Una mirada a las experiencias vividas en
torno a movimientos sociales originados en la red, puede darnos indicativos
claves para comprender la omisión venezolana, como es el caso del 15-M español
reflejado en libros como Tecnopolítica,
Internet y r-evoluciones (Alcazan,Arnaumonty,Axebra,
Quodlibertat, Simona Levy, Sunotissima, Takethesquare y Toret).
En efecto, si miramos la red como
confluencia de comunicación, conocimiento y afecto, elementos de la
subjetividad, debemos tomarlos como componentes de la productividad social y
del común, un espacio donde se puede construir un imaginario y una
autoorganización, una real comunicación intersubjetiva entre singularidades que
en Venezuela continúan aisladas y atomizadas.

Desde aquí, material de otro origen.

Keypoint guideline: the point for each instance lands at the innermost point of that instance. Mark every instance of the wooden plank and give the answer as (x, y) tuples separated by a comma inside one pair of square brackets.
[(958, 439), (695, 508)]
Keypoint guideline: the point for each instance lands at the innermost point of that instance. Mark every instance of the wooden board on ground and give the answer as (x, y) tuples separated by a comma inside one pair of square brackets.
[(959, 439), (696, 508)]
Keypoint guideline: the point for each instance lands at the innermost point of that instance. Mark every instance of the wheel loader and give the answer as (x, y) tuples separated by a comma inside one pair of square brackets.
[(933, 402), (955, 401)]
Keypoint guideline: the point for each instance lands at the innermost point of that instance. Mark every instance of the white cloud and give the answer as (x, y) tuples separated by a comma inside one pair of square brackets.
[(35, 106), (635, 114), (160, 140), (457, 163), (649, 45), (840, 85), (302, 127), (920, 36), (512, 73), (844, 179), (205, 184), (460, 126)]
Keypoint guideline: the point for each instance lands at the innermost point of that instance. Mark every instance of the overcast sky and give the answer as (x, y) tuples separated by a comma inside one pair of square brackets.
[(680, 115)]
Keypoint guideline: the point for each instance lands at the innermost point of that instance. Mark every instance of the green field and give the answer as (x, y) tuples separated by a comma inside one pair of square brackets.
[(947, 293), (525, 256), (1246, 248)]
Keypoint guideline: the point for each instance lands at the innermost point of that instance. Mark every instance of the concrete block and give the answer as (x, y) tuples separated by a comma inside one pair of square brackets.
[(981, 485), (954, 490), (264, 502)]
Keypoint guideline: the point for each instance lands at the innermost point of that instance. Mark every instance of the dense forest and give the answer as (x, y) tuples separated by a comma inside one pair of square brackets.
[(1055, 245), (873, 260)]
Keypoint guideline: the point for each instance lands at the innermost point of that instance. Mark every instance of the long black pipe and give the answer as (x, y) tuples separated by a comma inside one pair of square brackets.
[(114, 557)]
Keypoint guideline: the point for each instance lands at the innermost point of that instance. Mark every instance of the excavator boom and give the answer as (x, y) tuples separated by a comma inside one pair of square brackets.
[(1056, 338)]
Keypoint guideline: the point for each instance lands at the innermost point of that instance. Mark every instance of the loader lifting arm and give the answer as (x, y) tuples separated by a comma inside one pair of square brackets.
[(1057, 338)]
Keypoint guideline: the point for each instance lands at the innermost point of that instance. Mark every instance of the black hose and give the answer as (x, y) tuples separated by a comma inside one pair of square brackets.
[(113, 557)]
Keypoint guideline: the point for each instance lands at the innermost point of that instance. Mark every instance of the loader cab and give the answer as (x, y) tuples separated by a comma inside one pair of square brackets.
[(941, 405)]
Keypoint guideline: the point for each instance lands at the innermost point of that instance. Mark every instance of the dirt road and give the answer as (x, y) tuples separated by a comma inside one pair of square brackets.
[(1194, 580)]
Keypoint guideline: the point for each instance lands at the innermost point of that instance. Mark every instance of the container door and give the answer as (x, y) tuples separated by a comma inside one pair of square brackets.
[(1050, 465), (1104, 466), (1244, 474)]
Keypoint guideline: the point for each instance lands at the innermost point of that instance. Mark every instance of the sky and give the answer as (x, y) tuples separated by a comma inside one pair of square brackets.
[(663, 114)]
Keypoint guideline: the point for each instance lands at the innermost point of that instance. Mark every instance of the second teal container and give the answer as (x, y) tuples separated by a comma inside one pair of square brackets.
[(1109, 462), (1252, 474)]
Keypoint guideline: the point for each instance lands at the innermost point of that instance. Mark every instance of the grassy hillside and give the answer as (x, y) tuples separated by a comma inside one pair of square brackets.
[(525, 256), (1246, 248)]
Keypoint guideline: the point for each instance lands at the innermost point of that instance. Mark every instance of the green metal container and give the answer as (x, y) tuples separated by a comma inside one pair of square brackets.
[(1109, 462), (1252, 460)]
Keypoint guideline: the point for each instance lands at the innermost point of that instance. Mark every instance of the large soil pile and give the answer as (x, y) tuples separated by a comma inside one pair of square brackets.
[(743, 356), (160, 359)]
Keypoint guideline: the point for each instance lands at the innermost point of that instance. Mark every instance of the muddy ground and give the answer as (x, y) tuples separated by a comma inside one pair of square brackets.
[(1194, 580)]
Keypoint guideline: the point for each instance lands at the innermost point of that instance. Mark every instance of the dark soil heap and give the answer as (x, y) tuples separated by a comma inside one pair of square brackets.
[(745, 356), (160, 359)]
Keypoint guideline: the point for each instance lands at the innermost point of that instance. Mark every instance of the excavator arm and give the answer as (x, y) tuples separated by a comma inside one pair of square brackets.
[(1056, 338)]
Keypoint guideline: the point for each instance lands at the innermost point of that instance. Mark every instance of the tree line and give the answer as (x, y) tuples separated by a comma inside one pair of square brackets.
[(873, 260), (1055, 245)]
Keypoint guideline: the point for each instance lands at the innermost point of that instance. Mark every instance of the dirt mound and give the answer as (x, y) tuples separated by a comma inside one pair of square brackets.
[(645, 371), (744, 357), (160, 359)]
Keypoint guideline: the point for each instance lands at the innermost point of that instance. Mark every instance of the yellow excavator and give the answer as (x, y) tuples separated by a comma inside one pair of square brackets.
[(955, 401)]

En otras palabras, las redes deben servir
para expresar la indignación confabulada en común, (mientras aquí sigue
presidiendo un exacerbado individualismo), no sin advertir que una vez
producida esta se entra en serios problemas de organización. Un elemento debe
ser la organización previa de diversos grupos que van sumándose al tejido de la
red. Sin interconexión de estos intereses particulares hacia un punto de
seguimiento común es imposible el encuentro de los valores colectivos, lo que
conlleva a la recurrencia a los viejos métodos de la pre-tecnopolítica.

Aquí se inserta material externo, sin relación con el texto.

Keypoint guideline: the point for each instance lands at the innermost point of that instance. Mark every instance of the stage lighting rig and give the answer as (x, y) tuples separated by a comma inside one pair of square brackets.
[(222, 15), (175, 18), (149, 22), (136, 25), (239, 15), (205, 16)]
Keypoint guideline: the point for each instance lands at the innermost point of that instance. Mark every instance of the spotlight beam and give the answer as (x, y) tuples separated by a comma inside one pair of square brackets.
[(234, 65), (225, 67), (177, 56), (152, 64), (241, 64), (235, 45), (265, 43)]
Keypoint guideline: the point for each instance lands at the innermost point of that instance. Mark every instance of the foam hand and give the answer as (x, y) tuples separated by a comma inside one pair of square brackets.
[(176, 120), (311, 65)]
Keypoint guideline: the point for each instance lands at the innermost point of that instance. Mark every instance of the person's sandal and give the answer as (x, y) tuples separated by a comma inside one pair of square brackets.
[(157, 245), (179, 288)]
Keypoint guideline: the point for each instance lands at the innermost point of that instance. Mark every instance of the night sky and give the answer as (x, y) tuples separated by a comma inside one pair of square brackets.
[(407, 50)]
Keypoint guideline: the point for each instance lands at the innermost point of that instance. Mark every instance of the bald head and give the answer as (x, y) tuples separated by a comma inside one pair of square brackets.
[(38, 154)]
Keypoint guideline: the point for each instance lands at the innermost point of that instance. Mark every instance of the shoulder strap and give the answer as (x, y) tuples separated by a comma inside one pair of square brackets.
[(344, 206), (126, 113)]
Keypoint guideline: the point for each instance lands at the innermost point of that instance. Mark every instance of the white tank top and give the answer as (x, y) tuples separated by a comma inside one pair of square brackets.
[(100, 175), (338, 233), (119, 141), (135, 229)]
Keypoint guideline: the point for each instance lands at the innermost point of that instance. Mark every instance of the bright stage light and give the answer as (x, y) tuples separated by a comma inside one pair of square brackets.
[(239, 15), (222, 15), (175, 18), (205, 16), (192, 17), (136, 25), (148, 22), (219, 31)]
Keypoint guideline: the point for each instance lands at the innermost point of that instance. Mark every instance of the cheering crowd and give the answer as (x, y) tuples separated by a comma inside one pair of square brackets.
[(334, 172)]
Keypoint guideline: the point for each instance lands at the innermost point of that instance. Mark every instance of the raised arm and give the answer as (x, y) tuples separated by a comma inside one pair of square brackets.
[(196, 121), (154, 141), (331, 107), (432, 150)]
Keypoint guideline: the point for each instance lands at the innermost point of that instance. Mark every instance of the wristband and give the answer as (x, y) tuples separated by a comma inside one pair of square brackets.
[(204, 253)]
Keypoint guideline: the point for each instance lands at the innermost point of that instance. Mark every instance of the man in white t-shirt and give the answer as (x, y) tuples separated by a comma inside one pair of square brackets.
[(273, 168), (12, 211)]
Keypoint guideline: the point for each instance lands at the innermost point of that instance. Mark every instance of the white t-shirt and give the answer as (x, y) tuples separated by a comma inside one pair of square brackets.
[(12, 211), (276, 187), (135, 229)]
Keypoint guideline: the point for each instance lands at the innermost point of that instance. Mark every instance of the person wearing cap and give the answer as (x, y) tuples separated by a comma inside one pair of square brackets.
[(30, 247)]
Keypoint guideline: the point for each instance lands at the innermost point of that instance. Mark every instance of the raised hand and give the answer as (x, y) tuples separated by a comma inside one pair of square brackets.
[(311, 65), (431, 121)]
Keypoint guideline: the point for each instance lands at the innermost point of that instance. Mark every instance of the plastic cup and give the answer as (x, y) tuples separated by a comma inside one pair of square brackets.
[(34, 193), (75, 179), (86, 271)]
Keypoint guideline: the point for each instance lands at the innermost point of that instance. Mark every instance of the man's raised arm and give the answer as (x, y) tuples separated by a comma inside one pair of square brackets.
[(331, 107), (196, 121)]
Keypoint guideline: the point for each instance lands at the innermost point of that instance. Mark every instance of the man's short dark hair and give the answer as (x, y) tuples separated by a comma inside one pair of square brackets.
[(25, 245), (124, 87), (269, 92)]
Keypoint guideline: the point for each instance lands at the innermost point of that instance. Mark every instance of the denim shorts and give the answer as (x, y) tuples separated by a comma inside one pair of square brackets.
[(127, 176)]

La clave parece ser, desde la “primavera
árabe” hasta los movimientos de “indignados”, lo que los analistas llaman
comunicación entre realidades –la virtual y analógica- hasta ir conformando un
proceso de alfabetización digital. Logrado este objetivo se abre la hibridación
de lo común conectado. Esto que en los términos actuales se llama nueva
subjetividad tecnopolítica requiere un cambio drástico en los procesos
comunicativos, empezando por el lenguaje. Esto es, la visualización de un
estado de ánimo generalizado sumido en el aislamiento debe ser abordado desde
la comprensión de la ruptura de la intermediación, desde la multiplicidad de
las conexiones y hasta la aparición de la nueva subjetividad que implica la
multiplicación de la inteligencia colectiva. Es menester transformar el
malestar personal en proceso de politización reunida. Para decirlo de manera
más precisa, las redes deben ser neuronales, sociales y digitales hasta la
creación de un estado de ánimo común.
Los hábitos se modifican, se usan de otra
manera las herramientas digitales y los canales de comunicación se transforman
mediante la conformación del intelecto general. La nueva autonarración debe
atravesar la realidad. En ello el lenguaje juega un papel esencial, dado que a
lo establecido le es fácil determinar enemigos a los que puede encarcelar, pero
muy difícil enfrentar sus contradicciones internas.
Internalizar lo nuevo que viene siempre de
un cambio implica dejar de lado las competencias, como la aparición de la
necesidad común implica olvidarse de la búsqueda de espacios de poder. Lo que
se debe buscar es el conocimiento que aparecerá de la inteligencia colectiva.